Drittens dienen die BRICS China aber auch als Schutzschild. So kann China sicherstellen, nicht wieder wie nach den Klimaverhandlungen 2009 vom Westen alleine an den internationalen Pranger gestellt zu werden. Daneben können sie China aber auch helfen, weiterhin als Anführer der Entwicklungsländer wahrgenommen zu werden.
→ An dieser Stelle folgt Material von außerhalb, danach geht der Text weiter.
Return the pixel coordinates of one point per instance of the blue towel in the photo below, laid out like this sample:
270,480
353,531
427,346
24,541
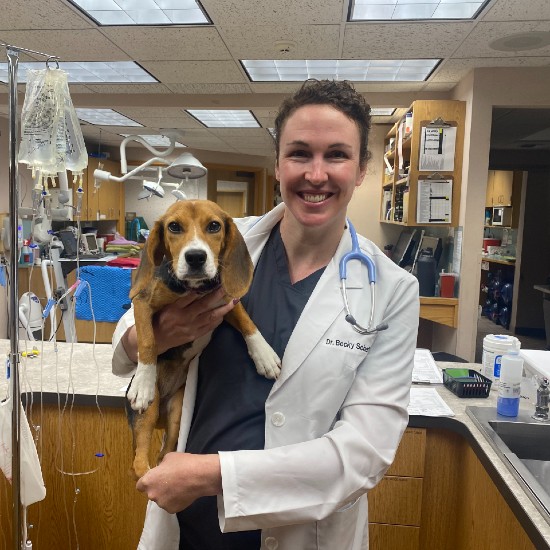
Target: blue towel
109,287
Die vielleicht größte Herausforderung für China wird aber auch sein, die Animositäten seiner Partner innerhalb des Verbundes im Zaum zu halten. Besonders Indien und Russland können über die BRICS an China gebunden werden, aber auch mit Brasilien und Südafrika bietet sich hier eine Möglichkeit, gemeinsame Probleme zu diskutieren und zu lösen. Hierfür wird es aber nötig sein, dass China auf deren Forderungen sowohl beim Ruf nach Investitionen als auch nach einer stärkeren Beteiligung an der internationalen Macht stärker eingeht. Gleichzeitig sollte man Chinas Bindung an die BRICS nicht überschätzen. Sollte China eines Tages zu der Erkenntnis kommen, dass die Mitgliedschaft in den BRICS das Land mehr kostet, als es ihm Nutzen bringt, wird es den Verbund wohl sehr rasch wieder verlassen.